Donating clothes, food and toys can get in the way of emergency deliveries that local organizations have coordinated. The result is that all these goods just pile up somewhere in the port of the capital city, in large containers for long periods of time.

Where to give – and not give your money
What Haiti needs is cash. Lots of groups on the ground in Haiti have said so, but where to donate is often a question I get. People want to “help” – but beware.

As a Haitian friend recently posted on Facebook: “Do NOT give a penny to any of the big charities OR random folks who want to do a winter break trip to Haiti. Definitely do not give money to open any more orphanages, whose existence mainly separate poor kids from their real families.”

If you want to help, donate to a Haitian non-profit, hospital, institution or company with a strong presence in Haiti, one with a track record and a history of sustainability.

Otherwise, you don’t really know what happens to your money. This certainly was the case after the earthquake. Part of the problem with organizations like the Red Cross is that your donation is probably being wasted on airline tickets for foreign staff, armored cars to drive around the country, and overpriced homes for expats.

Although there are many excellent Haitian nonprofits that have been in existence for many years and are doing sustainable work, my focus is on a few that I know well. I'm on the boards of two such organizations: the YWCA Haiti and GOALS Haiti.

GOALS Haiti uses soccer to activate 500 kids each day to be engaged in their education and civic responsibilities. Before they can play soccer, they need to attend health education programs and do some kind of community service. []

Located in Leogane, about two hours southwest of Port-au-Prince, the communities they serve have suffered significant damages in this storm. Many of the families whose kids are in the program live on the beach. They lost everything. I know any funds they receive will go directly to aid our kids and families. Their website offers additional information for those who want to help.

The YWCA Haiti, as part of the worldwide YW organizations, is based in the Port- au- Prince area and did not suffer much damage. However, they are now involved with setting up support systems in the South where the damage occurred and where there are already reports of sexual assaults in the shelters. []

The YWCA Haiti is working on mobilizing the resources in those affected areas and offering trainings to address the sexual violence that’s occurring. Funds donated to the YWCA will also be used appropriately.

Two other worthy Haitian agencies
There are two other places that deserve mention: Fonkoze; and St. Damien’s Hospital.
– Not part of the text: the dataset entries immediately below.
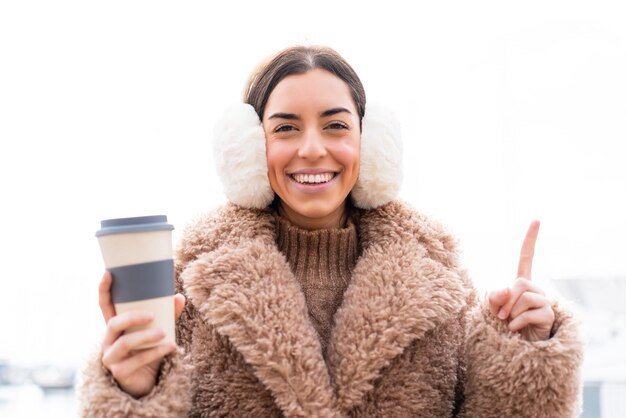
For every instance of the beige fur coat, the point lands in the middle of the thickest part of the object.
(411, 338)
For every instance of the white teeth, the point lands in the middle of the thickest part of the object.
(313, 178)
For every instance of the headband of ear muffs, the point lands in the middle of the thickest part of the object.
(241, 162)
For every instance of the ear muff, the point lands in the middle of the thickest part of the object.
(241, 162)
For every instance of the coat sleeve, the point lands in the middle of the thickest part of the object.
(507, 376)
(100, 397)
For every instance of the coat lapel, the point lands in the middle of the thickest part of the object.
(248, 293)
(403, 285)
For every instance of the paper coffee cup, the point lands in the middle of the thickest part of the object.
(138, 253)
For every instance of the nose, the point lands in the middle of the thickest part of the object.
(312, 146)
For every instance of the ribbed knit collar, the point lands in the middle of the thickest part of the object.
(322, 258)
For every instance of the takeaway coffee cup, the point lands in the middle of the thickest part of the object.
(138, 253)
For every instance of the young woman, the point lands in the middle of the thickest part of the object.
(315, 294)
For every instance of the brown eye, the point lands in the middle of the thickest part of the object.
(284, 128)
(337, 125)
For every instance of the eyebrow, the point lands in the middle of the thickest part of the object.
(324, 114)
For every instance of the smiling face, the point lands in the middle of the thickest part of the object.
(313, 141)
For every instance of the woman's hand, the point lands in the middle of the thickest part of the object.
(524, 304)
(135, 371)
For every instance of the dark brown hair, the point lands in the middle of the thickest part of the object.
(299, 60)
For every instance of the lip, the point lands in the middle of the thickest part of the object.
(313, 171)
(313, 188)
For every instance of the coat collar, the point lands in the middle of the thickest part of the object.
(404, 284)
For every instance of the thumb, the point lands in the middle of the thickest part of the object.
(179, 305)
(498, 298)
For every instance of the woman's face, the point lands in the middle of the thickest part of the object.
(313, 146)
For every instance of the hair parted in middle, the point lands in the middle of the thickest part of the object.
(300, 60)
(239, 140)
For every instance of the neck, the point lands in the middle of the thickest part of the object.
(335, 219)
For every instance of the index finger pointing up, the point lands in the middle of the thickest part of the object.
(528, 251)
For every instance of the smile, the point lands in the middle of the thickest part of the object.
(313, 178)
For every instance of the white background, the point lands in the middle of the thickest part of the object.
(511, 111)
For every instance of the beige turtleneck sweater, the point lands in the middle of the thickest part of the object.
(322, 261)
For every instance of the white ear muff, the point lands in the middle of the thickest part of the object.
(239, 155)
(380, 175)
(241, 161)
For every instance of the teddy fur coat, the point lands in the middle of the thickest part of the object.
(411, 338)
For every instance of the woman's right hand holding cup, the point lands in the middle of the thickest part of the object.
(134, 370)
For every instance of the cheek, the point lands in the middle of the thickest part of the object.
(350, 154)
(277, 157)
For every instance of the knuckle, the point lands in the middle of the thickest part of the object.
(522, 283)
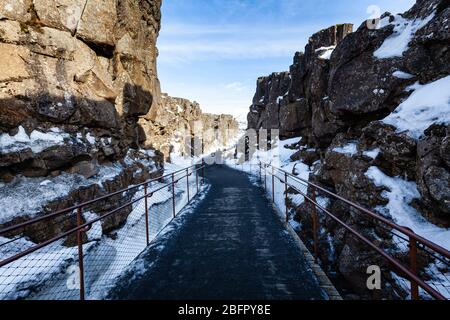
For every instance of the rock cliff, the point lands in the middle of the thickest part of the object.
(372, 110)
(81, 112)
(179, 121)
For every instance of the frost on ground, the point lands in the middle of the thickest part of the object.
(279, 157)
(404, 31)
(372, 153)
(51, 272)
(141, 265)
(325, 52)
(428, 104)
(350, 149)
(37, 141)
(400, 194)
(43, 190)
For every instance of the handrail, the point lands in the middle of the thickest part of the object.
(75, 207)
(401, 268)
(374, 215)
(83, 226)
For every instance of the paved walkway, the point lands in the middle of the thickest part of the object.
(233, 246)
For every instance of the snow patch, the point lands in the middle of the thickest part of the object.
(349, 149)
(372, 153)
(428, 104)
(400, 194)
(402, 75)
(37, 141)
(404, 31)
(325, 52)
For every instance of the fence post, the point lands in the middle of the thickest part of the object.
(413, 266)
(173, 195)
(273, 185)
(146, 214)
(80, 252)
(187, 184)
(203, 171)
(196, 177)
(315, 224)
(265, 178)
(260, 172)
(286, 196)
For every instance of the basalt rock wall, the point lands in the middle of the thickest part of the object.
(336, 97)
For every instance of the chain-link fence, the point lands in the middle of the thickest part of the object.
(411, 266)
(79, 252)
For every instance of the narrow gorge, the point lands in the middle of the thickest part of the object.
(81, 109)
(372, 109)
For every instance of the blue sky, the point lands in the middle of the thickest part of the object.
(212, 51)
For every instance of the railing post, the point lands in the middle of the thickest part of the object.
(196, 177)
(260, 172)
(146, 214)
(203, 171)
(413, 267)
(273, 185)
(187, 184)
(173, 195)
(265, 177)
(80, 252)
(315, 224)
(286, 197)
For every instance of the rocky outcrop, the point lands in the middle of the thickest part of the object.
(84, 68)
(339, 91)
(176, 125)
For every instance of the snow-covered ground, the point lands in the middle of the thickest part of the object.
(404, 31)
(400, 195)
(37, 141)
(52, 272)
(428, 104)
(27, 196)
(279, 157)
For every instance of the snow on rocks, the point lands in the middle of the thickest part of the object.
(325, 52)
(400, 194)
(402, 75)
(372, 153)
(404, 31)
(37, 141)
(428, 104)
(349, 149)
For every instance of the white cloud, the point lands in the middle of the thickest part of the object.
(239, 49)
(236, 86)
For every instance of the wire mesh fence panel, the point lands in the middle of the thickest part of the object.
(80, 253)
(412, 266)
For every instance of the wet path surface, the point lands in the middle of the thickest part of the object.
(232, 246)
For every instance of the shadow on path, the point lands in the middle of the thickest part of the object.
(232, 246)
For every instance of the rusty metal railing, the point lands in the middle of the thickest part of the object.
(423, 263)
(78, 252)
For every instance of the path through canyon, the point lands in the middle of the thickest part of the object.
(231, 246)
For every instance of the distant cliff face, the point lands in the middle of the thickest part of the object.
(286, 100)
(177, 121)
(371, 107)
(84, 70)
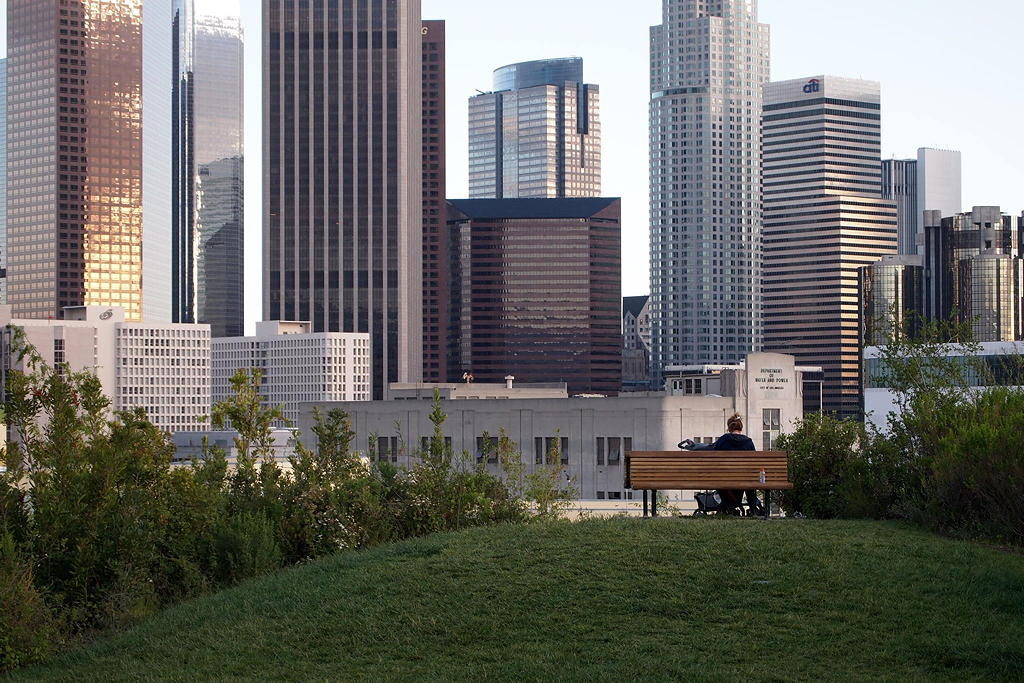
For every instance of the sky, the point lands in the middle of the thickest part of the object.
(950, 75)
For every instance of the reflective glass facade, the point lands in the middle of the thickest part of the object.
(207, 250)
(892, 294)
(708, 62)
(342, 165)
(75, 146)
(974, 269)
(536, 292)
(536, 136)
(541, 72)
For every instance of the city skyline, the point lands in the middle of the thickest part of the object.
(808, 37)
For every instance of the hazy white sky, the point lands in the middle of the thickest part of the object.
(951, 77)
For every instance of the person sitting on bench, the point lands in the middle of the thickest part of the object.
(736, 440)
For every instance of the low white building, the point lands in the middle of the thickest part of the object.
(163, 369)
(298, 366)
(1000, 365)
(592, 433)
(193, 445)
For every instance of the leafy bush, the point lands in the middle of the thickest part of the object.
(975, 483)
(841, 469)
(246, 547)
(27, 630)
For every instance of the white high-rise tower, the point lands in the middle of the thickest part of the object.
(709, 61)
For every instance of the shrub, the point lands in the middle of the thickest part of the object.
(27, 629)
(246, 547)
(841, 469)
(976, 478)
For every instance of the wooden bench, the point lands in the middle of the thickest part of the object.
(704, 470)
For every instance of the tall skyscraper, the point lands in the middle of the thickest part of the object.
(939, 183)
(158, 57)
(538, 135)
(899, 184)
(930, 181)
(824, 218)
(536, 291)
(207, 253)
(3, 181)
(342, 184)
(708, 63)
(435, 243)
(75, 134)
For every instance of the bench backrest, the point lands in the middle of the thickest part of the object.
(666, 470)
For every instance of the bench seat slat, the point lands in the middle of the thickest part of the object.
(707, 469)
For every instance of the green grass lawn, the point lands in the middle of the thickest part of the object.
(665, 599)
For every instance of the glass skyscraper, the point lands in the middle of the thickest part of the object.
(75, 135)
(3, 181)
(709, 59)
(538, 135)
(342, 183)
(892, 299)
(207, 252)
(974, 270)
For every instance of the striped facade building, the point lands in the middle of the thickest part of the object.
(824, 218)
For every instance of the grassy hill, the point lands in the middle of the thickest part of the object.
(666, 599)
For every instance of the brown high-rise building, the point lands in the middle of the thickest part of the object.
(342, 184)
(435, 271)
(75, 141)
(536, 287)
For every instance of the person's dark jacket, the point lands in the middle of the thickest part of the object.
(733, 442)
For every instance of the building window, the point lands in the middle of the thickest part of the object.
(387, 449)
(551, 450)
(614, 451)
(610, 449)
(486, 446)
(425, 443)
(771, 427)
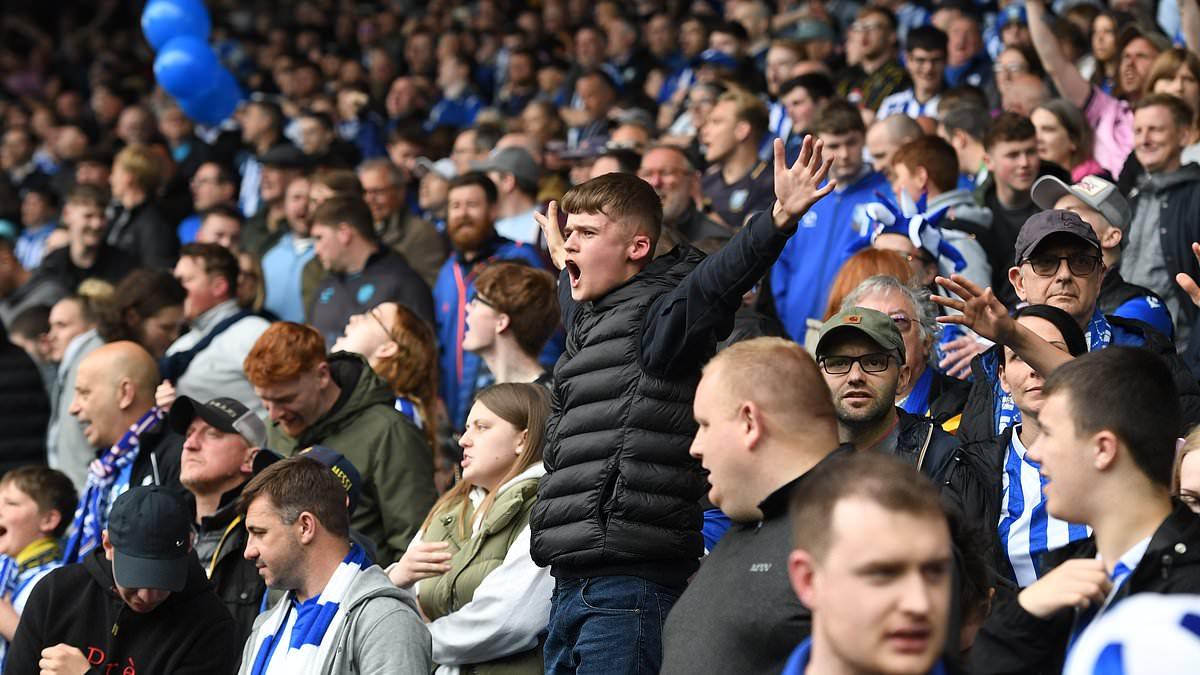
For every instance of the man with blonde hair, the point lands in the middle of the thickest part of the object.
(766, 420)
(138, 227)
(737, 181)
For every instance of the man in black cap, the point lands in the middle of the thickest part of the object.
(1059, 263)
(139, 603)
(277, 167)
(515, 173)
(221, 441)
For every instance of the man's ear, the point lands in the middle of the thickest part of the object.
(640, 248)
(126, 392)
(1105, 448)
(802, 569)
(751, 423)
(48, 521)
(1014, 278)
(306, 526)
(742, 131)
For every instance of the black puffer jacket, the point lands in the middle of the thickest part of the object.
(978, 416)
(621, 494)
(24, 408)
(1013, 641)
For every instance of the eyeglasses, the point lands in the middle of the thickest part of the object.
(1080, 264)
(867, 27)
(1013, 69)
(869, 363)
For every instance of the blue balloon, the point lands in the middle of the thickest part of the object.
(165, 19)
(216, 106)
(186, 67)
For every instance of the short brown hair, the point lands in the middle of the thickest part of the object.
(622, 197)
(528, 296)
(351, 210)
(343, 183)
(937, 157)
(282, 352)
(1181, 113)
(300, 484)
(882, 479)
(837, 117)
(748, 108)
(143, 165)
(216, 260)
(49, 488)
(1009, 126)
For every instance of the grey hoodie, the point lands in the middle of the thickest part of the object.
(382, 633)
(965, 209)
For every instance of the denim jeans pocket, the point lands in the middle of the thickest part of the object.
(612, 593)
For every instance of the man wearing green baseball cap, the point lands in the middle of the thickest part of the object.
(861, 354)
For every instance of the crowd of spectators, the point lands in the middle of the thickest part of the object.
(617, 336)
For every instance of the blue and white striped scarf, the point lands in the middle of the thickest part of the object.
(1099, 335)
(108, 477)
(311, 638)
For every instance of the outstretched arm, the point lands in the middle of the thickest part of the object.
(1065, 75)
(553, 234)
(683, 323)
(988, 316)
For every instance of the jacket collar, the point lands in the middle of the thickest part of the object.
(775, 505)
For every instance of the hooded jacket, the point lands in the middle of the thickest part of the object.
(382, 633)
(390, 453)
(190, 633)
(622, 494)
(1014, 641)
(978, 414)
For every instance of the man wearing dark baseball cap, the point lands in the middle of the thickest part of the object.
(139, 599)
(515, 173)
(1099, 204)
(221, 438)
(1059, 263)
(862, 357)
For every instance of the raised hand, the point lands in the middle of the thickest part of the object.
(1188, 284)
(423, 561)
(799, 186)
(1077, 583)
(981, 310)
(552, 234)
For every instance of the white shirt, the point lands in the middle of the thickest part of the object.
(509, 610)
(521, 227)
(217, 370)
(905, 102)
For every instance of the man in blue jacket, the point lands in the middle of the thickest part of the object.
(471, 220)
(802, 276)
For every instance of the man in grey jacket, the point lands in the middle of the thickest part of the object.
(341, 614)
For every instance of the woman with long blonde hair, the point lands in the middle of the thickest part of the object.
(485, 599)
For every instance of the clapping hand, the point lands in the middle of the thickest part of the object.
(1188, 284)
(799, 186)
(981, 310)
(552, 234)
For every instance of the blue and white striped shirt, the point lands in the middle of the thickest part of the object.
(905, 102)
(1026, 530)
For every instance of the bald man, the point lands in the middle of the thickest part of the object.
(766, 419)
(886, 136)
(115, 405)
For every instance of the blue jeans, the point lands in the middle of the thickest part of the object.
(610, 625)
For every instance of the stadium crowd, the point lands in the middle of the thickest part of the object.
(756, 336)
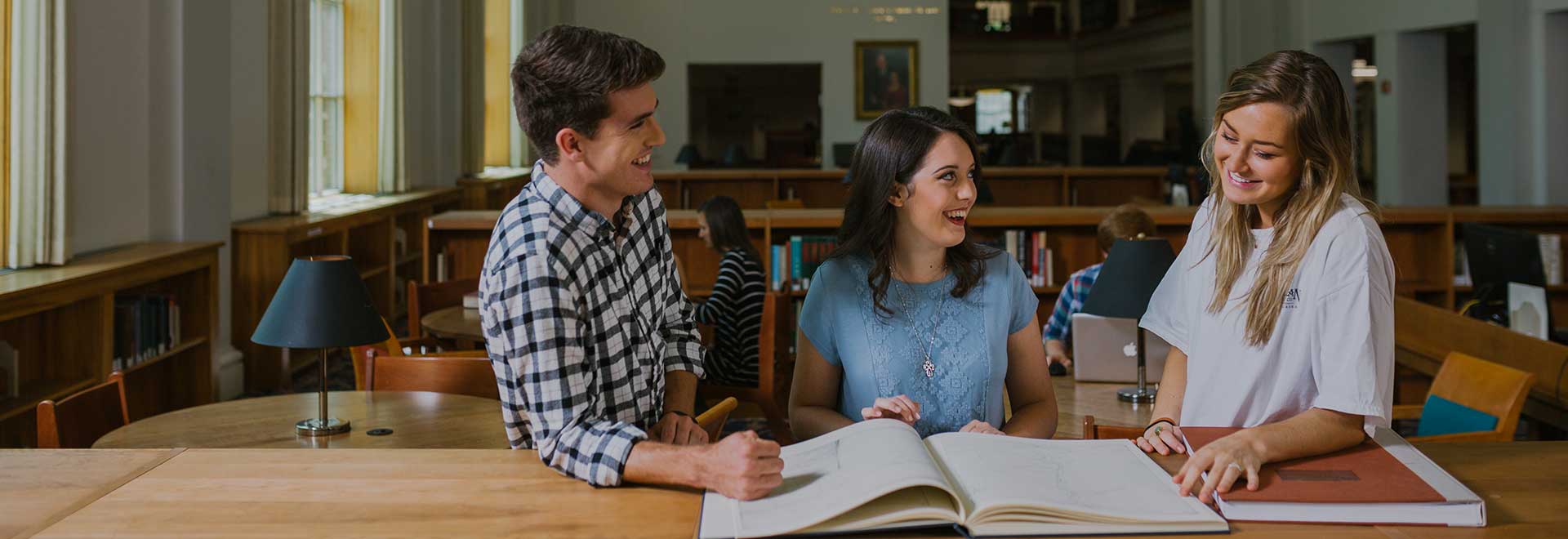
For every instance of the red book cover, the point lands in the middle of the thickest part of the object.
(1363, 474)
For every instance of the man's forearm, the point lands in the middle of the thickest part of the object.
(681, 392)
(653, 462)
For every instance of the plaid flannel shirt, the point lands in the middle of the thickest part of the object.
(1071, 301)
(582, 323)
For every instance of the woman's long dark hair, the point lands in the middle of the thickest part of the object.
(726, 226)
(888, 155)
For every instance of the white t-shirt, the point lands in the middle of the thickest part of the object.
(1332, 346)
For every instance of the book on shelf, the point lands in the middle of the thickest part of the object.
(10, 368)
(1551, 257)
(880, 475)
(795, 262)
(145, 327)
(1031, 251)
(1383, 480)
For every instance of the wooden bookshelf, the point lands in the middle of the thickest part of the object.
(491, 190)
(816, 189)
(61, 323)
(383, 235)
(1419, 238)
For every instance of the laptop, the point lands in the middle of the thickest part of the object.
(1104, 350)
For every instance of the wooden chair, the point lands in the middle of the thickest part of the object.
(712, 421)
(394, 346)
(460, 375)
(433, 296)
(777, 320)
(1107, 431)
(1471, 400)
(78, 421)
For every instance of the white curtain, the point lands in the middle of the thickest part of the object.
(391, 160)
(37, 198)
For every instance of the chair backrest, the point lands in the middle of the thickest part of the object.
(433, 296)
(1470, 394)
(773, 336)
(460, 375)
(712, 421)
(78, 421)
(1107, 431)
(358, 354)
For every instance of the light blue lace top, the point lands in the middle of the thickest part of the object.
(882, 356)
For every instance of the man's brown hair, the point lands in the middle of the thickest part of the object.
(565, 78)
(1123, 223)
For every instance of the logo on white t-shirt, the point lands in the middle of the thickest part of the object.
(1293, 298)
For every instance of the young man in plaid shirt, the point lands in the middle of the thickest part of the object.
(1123, 223)
(593, 344)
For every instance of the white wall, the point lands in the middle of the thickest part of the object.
(770, 32)
(107, 145)
(1517, 66)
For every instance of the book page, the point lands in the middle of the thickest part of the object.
(836, 474)
(1087, 481)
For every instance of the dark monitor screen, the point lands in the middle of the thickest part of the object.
(1499, 256)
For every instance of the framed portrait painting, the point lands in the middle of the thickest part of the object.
(884, 76)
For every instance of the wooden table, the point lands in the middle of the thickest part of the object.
(417, 421)
(455, 323)
(502, 492)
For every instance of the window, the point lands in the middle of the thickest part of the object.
(327, 99)
(993, 112)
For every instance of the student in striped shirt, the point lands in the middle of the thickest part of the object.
(736, 306)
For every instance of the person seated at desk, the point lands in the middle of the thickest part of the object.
(734, 309)
(593, 344)
(910, 318)
(1123, 223)
(1280, 308)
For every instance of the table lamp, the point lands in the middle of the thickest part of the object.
(320, 305)
(1131, 273)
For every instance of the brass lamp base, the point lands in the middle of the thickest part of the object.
(315, 426)
(1136, 394)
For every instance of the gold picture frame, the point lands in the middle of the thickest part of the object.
(886, 76)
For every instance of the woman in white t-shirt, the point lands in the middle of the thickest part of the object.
(1280, 308)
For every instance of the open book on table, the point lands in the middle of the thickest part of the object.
(882, 475)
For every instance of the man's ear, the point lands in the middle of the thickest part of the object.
(899, 194)
(568, 145)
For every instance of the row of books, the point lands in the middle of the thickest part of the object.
(1029, 250)
(797, 261)
(145, 327)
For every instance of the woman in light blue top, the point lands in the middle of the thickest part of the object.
(908, 318)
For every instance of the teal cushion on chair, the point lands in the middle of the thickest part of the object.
(1441, 416)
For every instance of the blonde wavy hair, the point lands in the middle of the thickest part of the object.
(1310, 90)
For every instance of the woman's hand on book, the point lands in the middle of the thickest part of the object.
(1162, 438)
(980, 428)
(1227, 460)
(898, 408)
(742, 466)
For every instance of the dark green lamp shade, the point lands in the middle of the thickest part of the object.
(322, 303)
(1128, 279)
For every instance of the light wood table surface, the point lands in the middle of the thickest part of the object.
(417, 421)
(41, 486)
(504, 492)
(1076, 400)
(455, 323)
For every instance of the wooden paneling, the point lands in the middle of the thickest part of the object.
(61, 323)
(361, 95)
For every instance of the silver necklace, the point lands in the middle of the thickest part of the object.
(927, 365)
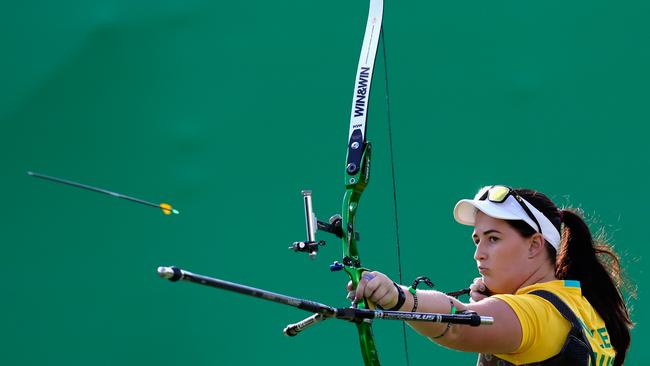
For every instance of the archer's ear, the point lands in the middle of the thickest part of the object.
(536, 245)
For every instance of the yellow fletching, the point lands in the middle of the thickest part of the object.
(167, 208)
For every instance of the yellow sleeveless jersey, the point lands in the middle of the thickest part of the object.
(544, 329)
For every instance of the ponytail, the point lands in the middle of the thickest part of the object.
(591, 261)
(598, 269)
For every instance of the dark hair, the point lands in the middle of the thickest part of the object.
(592, 262)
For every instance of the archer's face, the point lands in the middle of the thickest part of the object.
(502, 254)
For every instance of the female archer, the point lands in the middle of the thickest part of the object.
(554, 301)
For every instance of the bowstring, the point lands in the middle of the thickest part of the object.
(392, 167)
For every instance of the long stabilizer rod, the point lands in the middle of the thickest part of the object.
(321, 311)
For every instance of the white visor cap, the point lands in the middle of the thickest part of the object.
(510, 209)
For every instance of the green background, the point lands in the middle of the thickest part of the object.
(228, 109)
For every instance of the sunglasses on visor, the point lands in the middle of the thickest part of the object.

Fonkoze is a 20-year-old micro-finance organization that also provides some disaster relief. They have 44 branches throughout Haiti, including the areas in the South that were hit the hardest. They are actively working in those areas to enable the women in their micro-lending programs to get back on their feet. []

NPH [St. Damien’s] is a pediatric hospital located in Port-au-Prince. They provide incredible care for kids and families, including HIV and cholera work. Dr. Jacqueline Gautier is the CEO of the hospital and is a “can do” kind of woman. Donating to her hospital will also help in the care and management of much of the morbidity associated with the hurricane – malnutrition and cholera. []

Rooting for Haiti
Haiti is always on my mind. It’s a place that gets under your skin and, for whatever reason, you want to keep going back. The vibrant street scene, lack of road rage, exquisite Haitian art, stunning countryside, delicious cuisine, and beautiful people can easily win you over. And, you root for the country to stay strong and to not perish.

As much as Haiti needs a breather, and as much abuse as Haiti has had to endure from both domestic and international players since her independence in 1804, I want to believe that she’ll pull through once again.

As Edwidge Danticat wrote in her novel, Breath, Eyes, Memory: “They are the people of creation. Their maker…gives them the sky to carry because they are so strong. These people do not know who they are, but if you see a lot of trouble in your life, it is because you were chosen to carry part of the sky on your head.”